Fantastic! Looks like I’ll be upgrading to Microsoft Office 2007 then. Just as soon as I can afford to: the UK price is seemingly going to be 57% higher than that in the USA, for the same products!

First class repair service from POS Ltd

Monday, November 27th, 2006

Psion 7 on my desk

Good news

This morning I took delivery of my Psion Series 7Book, returning as it did from POS Ltd in London almost two months after I sent it for repair. It seems traditional in some quarters at such times as these to complain bitterly about such poor service and vow never to use them again. But you know, it just wasn’t like that.

I’ve used POS on a number of occasions mostly for repairs and occasionally to buy reconditioned machines and accessories and each time I’ve found them to be excellent, on average taking about three days to receive my machine, fix it and return it to me as good as new. So this recent repair was a little under par for them.

Good grief!

The problem was that I’d damaged the screen in a little sitting-my-Psion-under-an-open-window-during-a-storm accident. I sent the Psion to POS who repaired the screen forthwith, my insurance company happily obliged with paying for the repair (minus a fifty quid excess) and all was well.

Until testing.

The screen failed the test. Indeed, from what I gather from a useful conversation with Gareth at POS, all their screens failed testing. So it was off to Germany for a new batch of screens. And Germany isn’t very close. Disappointing of course, but I had my Psion Series 5mx as a spare (also repaired by POS a few years back!).

Good customer service

What made it all the more bearable, however, was that I had people at the end of the phone to whom I could easily chat about what was going on. Gareth and Delroy at POS were great: approachable, friendly and very helpful. They understood that I wanted my Psion back as soon as possible and to be fair they did everything that they could to do so … just as soon as the new batch of screens came in, which was understandably beyond their control.

My only criticism is that it would have been nice if, once they knew of the delay, they had contacted me rather than my having to phone them every four weeks to get an update. But when I did call they were understanding, courteous, attentive and most importantly honestly told me what was going on. I really appreciated that. I felt valued.

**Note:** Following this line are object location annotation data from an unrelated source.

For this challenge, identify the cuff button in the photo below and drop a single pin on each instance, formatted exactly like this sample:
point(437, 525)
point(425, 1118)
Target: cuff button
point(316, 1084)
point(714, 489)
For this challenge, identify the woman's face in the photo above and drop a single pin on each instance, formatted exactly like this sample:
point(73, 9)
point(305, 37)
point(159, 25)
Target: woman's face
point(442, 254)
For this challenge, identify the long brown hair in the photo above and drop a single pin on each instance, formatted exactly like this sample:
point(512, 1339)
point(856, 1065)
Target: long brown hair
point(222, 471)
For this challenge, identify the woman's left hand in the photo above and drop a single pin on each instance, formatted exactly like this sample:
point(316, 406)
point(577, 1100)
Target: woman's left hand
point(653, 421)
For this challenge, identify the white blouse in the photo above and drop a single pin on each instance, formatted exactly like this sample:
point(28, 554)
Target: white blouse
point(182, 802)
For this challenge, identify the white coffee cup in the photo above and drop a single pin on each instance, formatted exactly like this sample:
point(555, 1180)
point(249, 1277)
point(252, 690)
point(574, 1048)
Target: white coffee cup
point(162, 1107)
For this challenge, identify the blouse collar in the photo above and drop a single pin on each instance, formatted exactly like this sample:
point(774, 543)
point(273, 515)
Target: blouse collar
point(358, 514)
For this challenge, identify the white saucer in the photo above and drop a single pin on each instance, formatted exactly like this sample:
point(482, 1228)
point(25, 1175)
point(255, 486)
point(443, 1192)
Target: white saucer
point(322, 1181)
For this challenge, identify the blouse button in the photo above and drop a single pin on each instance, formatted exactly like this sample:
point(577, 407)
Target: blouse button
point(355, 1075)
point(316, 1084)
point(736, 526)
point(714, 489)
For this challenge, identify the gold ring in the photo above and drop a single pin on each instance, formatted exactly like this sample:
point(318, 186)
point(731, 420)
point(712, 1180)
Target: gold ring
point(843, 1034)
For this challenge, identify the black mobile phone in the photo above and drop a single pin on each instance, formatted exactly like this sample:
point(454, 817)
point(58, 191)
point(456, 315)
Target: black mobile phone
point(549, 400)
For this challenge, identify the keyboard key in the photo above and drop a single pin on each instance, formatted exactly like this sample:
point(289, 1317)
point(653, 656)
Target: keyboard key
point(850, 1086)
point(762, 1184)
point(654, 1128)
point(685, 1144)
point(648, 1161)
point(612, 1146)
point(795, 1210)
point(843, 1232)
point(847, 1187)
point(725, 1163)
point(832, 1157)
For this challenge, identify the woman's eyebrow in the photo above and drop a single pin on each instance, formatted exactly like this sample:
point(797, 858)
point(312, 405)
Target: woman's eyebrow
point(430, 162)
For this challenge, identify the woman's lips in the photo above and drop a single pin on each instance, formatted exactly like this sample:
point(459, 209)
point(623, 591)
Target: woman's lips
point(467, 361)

When I spoke with Gareth early last week he said that they were expecting the new batch to come in later that day and he promised that I’d get my Psion back by the end of the week. And I would have had I actually had the decency to be in mid-morning on Friday, rather than selfishly being at work. Hence the P739 and this morning’s visit to the sorting office.

Good as new

And now I have it back in my grasp. And it’s looking good as new: new screen, new casing, new keyboard. And they threw in two new backup batteries for the trouble. Not exactly a bargain repair at £250 but given that I use my Psion every day there was no option but to have it repaired. And in my opinion POS are the best.

So thank you POS once again for great service, a first class repair and for being a thoroughly professional and friendly company. It makes such a difference from many of the faceless, impersonal PC companies I’ve had to deal with through the years. Keep up the good work.